Çanakkale Cumhuriyet Savcılığı; sanıklar E.D, H.Ö, E.A, M.A, B.A, E.K, H.H.M, O.G, C.H.E, S.E, H.S, A.E, İ.Ş, M.G, V.D, M.S VE A.Ö isimli 17 sanık hakkında FETÖ/PDY terör örgütüne üye olmak suçundan eylemlerine uyan TCK 314/2 ve 3713 sayılı Terörle Mücadele Kanununun 5 ile TCK’nın 53’ncü maddeleri uyarınca ayrı ayrı cezalandırılmalarını istedi. Savcılık ayrıca sanık M.G, V.D, M.S VE A.Ö hakkında etkin pişmanlık hükümlerine uyulmasına, sanık H.İ’nin TCK’nın 220/7 maddesi gereğince Terör Örgütüne Yardım suçundan ayrıca cezalandırılmasını talep etti.
“BYLOCK, BANK ASYA VE DİĞER DELİLLER BULUNAMADIĞINDAN..”
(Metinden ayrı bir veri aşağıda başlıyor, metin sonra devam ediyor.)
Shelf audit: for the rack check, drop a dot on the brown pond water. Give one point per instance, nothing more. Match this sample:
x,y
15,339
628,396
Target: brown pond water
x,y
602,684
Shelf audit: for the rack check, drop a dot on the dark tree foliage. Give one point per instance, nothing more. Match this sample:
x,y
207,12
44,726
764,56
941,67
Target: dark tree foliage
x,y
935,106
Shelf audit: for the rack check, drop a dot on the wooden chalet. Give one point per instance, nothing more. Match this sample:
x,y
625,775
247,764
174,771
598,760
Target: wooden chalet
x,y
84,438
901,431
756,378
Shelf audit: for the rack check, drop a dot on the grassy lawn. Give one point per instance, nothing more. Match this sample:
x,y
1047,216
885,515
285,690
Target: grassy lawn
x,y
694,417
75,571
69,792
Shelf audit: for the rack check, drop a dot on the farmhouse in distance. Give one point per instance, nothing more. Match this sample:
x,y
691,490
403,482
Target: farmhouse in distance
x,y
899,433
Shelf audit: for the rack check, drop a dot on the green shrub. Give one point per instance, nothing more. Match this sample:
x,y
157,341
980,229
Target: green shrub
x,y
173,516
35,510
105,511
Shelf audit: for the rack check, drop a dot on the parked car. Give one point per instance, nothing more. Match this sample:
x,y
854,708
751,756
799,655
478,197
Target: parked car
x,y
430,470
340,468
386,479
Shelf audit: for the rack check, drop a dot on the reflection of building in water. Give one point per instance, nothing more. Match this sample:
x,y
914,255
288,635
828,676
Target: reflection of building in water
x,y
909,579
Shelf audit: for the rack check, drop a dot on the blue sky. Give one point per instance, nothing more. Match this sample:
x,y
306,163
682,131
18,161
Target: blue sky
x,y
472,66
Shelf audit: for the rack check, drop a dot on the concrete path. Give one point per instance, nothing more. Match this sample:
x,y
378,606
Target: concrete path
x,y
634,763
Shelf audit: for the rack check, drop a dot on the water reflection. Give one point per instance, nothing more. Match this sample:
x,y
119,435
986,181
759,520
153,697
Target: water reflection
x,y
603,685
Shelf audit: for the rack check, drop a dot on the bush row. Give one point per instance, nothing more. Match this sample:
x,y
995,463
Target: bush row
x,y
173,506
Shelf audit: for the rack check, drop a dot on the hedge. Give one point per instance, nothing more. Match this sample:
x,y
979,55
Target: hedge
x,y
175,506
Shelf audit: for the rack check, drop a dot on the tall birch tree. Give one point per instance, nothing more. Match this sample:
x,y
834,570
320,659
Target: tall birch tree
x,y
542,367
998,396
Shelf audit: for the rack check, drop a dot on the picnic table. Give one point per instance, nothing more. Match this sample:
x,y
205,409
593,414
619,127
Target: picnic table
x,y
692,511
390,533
Savcılık ayrıca sanıklar içerisinde yer alan; M.Ö, Ç.A, S.A.K, L.K, K.M, A.F, H.A, M.H.E, H.Ç ve A.A.Ö hakkında silahlı terör örgütü üyesi olmak suçundan haklarında kamu davası açıldığını ancak, sanıkların savunmalarında suçlamaları kabul etmemeleri, sorgulama neticesinde söz konusu sanıkların ByLock isimli programda kayıtlarının bulunmadığı, Bank Asya’ya talimat üzerine para yatırma işlemine rastlanmadığı, dinlenen tanıkların ifadelerinin duyuma dayalı olduğu, doğrudan bilgi sahibi olmadıkları, örgütlü suçlar bilgi bankasında söz konusu sanıklar hakkında bilgiye rastlanmadığı, yapılan tüm araştırma ve ifadeler üzerine sanıkların terör örgütünün hiyerarşisi altına girdikleri, iltisak ve irtibat boyutunu aşar şekilde hareket ettiklerine dair somut ve inandırıcı delil bulunmadığından beraatlarını istedi.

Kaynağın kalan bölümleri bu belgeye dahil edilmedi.